# Why Did Jesus Die?



## Mrs Backlasher (Dec 19, 2004)

(This devotion is from Institute for Creation Research icr.org)

_"For I delivered unto you first of all that which I also received, how that Christ died for our sins according to the scriptures; And that he was buried, and that he rose again the third day according to the scriptures." (1 Corinthians 15:3, 4)_

This passage is often considered the defining passage of the gospel, stating the great truth that Christ died for our sins, then was buried (thus stressing that His resurrection was a physical resurrection, not just spiritual), and then rose again. As such, it is interesting that verse 1 which introduces it ("I declare unto you the gospel") contains the central mention of the more than 100 times the Greek word for "gospel" occurs in the New Testament.

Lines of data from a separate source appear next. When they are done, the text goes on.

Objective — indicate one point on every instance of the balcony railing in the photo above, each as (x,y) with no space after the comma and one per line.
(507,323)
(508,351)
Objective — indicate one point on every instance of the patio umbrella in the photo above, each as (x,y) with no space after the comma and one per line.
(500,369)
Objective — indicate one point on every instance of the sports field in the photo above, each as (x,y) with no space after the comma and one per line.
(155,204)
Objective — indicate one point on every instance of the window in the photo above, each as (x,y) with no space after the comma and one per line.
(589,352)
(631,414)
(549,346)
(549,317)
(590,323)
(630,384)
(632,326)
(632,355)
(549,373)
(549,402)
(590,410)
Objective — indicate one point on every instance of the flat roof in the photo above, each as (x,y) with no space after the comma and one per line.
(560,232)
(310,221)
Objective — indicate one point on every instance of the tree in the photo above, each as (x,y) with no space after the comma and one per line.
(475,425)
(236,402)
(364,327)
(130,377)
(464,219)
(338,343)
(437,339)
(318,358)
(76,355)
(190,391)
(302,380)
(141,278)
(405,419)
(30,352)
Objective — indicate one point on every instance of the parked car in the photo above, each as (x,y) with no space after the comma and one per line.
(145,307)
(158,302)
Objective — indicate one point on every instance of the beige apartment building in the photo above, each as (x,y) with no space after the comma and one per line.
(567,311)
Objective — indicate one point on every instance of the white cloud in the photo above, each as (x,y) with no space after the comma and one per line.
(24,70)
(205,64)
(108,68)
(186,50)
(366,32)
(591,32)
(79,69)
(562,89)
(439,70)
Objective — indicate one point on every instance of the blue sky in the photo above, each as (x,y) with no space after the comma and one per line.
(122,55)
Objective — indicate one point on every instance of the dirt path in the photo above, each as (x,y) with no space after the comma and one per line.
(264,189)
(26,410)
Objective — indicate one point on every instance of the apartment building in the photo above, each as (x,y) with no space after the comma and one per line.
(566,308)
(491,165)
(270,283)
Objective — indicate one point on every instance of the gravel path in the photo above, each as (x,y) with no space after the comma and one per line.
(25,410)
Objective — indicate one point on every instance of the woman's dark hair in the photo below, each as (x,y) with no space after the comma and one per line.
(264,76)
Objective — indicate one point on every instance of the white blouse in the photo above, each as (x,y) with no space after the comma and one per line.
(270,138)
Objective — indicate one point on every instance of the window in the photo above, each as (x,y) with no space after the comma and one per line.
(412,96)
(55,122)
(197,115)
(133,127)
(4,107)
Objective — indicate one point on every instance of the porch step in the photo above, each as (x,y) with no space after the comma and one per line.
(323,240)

However, it does not say _why_ Christ died for our sins. It was not just to pay for our salvation and make us happy. There are, in fact, numerous references to His substitutionary death which _do_ give us further insight into just _why_ Christ died for us and our salvation.

For example, "he died for all, that they which live should not henceforth live unto themselves, but unto him which died for them, and rose again" (2 Corinthians 5:15). And consider Galatians 1:4 in which Paul tells us that Christ "gave himself for our sins, that he might deliver us from this present evil world."

Peter's testimony and explanation was that the Lord Jesus "his own self bare our sins in his own body on the tree, that we, being dead to sins, should live unto righteousness" (1 Peter 2:24). John said: "|God| loved us, and sent his Son to be the propitiation for our sins. Beloved, if God so loved us, we ought also to love one another" (1 John 4:10, 11).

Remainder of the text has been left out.